Accelerating Flash Calculation through Deep Learning Methods

TL;DR

This paper introduces a deep learning approach to accelerate flash calculations, demonstrating improved speed and accuracy over traditional methods like Newton's and Sparse Grids, with robust results validated against experimental data.

Contribution

The paper presents a novel deep learning model for flash calculation acceleration, outperforming existing methods in speed and accuracy, and thoroughly investigates factors affecting model performance.

Findings

Deep learning model achieves faster flash calculations.

Results align well with experimental data.
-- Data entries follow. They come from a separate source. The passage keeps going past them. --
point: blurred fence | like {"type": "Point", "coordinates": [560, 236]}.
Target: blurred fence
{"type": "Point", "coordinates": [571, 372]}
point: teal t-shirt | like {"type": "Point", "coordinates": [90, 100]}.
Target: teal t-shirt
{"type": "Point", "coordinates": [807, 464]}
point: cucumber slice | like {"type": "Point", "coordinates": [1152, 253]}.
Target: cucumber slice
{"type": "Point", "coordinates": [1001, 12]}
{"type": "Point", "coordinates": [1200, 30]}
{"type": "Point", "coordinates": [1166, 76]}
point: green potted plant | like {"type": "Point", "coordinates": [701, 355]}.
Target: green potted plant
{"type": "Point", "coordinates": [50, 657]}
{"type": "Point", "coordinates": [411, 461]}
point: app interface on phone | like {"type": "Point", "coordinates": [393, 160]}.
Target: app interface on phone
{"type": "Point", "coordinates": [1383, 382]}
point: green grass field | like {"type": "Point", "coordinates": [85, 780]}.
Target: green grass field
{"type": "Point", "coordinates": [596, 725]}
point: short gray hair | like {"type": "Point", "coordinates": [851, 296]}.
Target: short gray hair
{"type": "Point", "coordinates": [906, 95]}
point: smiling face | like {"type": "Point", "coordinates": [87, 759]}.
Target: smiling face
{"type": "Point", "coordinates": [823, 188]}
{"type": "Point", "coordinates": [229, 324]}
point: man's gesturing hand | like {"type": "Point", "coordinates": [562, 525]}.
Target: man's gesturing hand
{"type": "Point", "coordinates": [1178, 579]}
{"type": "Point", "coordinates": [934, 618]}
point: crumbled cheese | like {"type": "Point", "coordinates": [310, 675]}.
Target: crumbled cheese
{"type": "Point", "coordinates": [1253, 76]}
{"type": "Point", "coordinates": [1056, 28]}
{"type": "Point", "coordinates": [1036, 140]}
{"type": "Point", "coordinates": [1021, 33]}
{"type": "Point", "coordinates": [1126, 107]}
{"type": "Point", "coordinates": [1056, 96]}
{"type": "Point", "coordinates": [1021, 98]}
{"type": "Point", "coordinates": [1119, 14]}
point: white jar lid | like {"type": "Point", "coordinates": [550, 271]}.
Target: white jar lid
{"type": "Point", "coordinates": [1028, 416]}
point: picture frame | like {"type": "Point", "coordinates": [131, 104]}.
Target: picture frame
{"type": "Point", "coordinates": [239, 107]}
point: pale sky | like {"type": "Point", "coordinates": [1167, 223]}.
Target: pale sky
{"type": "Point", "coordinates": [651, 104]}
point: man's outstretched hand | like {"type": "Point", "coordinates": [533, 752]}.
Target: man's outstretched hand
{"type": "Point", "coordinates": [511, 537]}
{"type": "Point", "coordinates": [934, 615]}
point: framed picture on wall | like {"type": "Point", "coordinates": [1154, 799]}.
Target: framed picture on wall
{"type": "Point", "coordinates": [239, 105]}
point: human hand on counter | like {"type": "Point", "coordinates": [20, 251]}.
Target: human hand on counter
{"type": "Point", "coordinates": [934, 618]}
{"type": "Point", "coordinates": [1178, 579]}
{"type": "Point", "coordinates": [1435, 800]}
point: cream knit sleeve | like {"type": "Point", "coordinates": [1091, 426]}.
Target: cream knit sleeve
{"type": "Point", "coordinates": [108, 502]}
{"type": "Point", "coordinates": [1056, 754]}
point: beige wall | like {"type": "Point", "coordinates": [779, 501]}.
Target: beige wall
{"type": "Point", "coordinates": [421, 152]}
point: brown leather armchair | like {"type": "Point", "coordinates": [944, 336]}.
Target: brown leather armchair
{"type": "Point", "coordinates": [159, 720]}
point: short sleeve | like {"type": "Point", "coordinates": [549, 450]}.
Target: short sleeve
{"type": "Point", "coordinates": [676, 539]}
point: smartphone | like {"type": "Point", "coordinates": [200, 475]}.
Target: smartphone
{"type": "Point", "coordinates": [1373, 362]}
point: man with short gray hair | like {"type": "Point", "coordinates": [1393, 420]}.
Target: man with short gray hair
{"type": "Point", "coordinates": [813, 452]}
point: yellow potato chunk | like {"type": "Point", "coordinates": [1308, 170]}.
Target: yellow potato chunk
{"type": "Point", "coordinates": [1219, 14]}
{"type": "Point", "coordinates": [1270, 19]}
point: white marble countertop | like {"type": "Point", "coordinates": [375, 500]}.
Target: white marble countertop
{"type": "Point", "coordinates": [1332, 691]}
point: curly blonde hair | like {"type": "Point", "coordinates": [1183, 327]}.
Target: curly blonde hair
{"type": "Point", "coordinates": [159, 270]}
Model demonstrates robustness across tests.

Abstract

In the past two decades, researchers have made remarkable progress in accelerating flash calculation, which is very useful in a variety of engineering processes. In this paper, general phase splitting problem statements and flash calculation procedures using the Successive Substitution Method are reviewed, while the main shortages are pointed out. Two acceleration methods, Newton's method and the Sparse Grids Method are presented afterwards as a comparison with the deep learning model proposed in this paper. A detailed introduction from artificial neural networks to deep learning methods is provided here with the authors' own remarks. Factors in the deep learning model are investigated to show their effect on the final result. A selected model based on that has been used in a flash calculation predictor with comparison with other methods mentioned above. It is shown that results from the optimized deep learning model meet the experimental data well with the shortest CPU time. More comparison with experimental data has been conducted to show the robustness of our model.